I'm sorry you're having to face this, particularly over the holidays.
But, to me, there's no decision to be made. The only option you have, for you, and for your daughter, is to leave this person.
In my mind, I would NOT want someone modeling these inappropriate behaviors in front of my child...and I'd hate to think that my child was forming her view of fatherhood and men based on how the poor treatment of my OH. To me, you should leave not only for YOU, and because YOU deserve better, but because your daughter and unborn child don't need that chaos in their lives...they deserve better too.

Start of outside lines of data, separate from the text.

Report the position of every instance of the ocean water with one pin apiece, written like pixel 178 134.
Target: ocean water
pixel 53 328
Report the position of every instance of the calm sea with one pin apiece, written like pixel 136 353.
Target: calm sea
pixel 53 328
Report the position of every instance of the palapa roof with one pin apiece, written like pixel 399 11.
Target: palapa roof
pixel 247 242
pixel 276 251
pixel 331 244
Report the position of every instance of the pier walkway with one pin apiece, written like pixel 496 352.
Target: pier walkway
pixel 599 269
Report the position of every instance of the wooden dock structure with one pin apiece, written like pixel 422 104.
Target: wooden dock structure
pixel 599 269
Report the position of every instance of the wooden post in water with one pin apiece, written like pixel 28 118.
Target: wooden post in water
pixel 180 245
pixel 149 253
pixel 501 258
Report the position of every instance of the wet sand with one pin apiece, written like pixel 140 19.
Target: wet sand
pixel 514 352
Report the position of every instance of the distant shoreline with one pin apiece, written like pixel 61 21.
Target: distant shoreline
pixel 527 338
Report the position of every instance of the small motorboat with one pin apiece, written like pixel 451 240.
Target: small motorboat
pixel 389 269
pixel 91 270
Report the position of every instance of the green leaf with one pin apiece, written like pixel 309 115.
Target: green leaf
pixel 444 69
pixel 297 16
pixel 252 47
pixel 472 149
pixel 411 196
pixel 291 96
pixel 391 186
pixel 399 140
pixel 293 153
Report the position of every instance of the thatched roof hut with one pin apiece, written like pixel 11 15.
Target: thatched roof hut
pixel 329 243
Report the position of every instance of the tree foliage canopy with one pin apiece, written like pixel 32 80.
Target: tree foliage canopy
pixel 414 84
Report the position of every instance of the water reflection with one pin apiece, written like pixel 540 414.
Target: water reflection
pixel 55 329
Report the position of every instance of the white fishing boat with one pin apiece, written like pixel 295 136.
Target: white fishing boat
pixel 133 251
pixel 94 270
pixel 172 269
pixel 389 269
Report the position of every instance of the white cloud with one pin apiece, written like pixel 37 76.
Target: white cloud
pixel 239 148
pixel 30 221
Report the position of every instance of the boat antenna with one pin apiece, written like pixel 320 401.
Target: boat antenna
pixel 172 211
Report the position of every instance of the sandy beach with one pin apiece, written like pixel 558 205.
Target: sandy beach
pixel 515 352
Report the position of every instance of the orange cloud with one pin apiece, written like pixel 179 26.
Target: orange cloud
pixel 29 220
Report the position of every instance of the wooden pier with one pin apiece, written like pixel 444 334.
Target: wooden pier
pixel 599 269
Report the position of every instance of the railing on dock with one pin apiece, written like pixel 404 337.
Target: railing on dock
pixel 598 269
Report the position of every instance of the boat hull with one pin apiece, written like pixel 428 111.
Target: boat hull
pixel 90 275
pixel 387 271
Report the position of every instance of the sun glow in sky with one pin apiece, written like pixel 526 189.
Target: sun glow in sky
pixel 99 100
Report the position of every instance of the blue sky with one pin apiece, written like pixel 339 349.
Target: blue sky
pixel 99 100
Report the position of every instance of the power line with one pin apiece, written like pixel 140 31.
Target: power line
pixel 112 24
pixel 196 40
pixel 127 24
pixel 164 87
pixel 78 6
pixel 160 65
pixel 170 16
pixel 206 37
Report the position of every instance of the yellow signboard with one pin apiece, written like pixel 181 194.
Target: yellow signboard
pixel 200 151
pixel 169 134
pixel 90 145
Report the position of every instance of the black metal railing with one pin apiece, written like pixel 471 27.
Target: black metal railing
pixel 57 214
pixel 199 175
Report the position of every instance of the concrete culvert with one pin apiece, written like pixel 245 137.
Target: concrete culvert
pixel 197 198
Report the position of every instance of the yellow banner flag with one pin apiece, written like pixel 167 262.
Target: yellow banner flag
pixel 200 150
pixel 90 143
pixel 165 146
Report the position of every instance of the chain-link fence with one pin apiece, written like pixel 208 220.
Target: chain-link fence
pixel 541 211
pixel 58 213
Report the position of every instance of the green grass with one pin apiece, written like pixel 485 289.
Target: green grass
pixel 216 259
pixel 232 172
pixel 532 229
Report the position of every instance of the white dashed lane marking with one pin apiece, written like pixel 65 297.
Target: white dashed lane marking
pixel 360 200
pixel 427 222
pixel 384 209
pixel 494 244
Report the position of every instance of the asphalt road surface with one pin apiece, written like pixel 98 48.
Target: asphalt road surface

I could write a novel about my first marriage. My ex-husband was an acute alcoholic meth-head that lied to me about his age, the fact that he had done prison time for nearly killing his son when he was just 2 weeks old, and a whole laundry list of other lies that unsurfaced. The only positive aspect of that situation, was that I never did have kids with him...but it was harder than hell leaving. Not because I loved him endlessly, or because his behavior didn't make leaving EASY, but because of his addictions and the fact that he robbed me blind, and I had no money or resources to leave. I ended up taking a second job, and worked my ass off, and got out of there, and hired a lawyer... It was the most difficult period of my life, but in the end, once I was out of it, it was also the most rewarding...and I thank God for all I have today.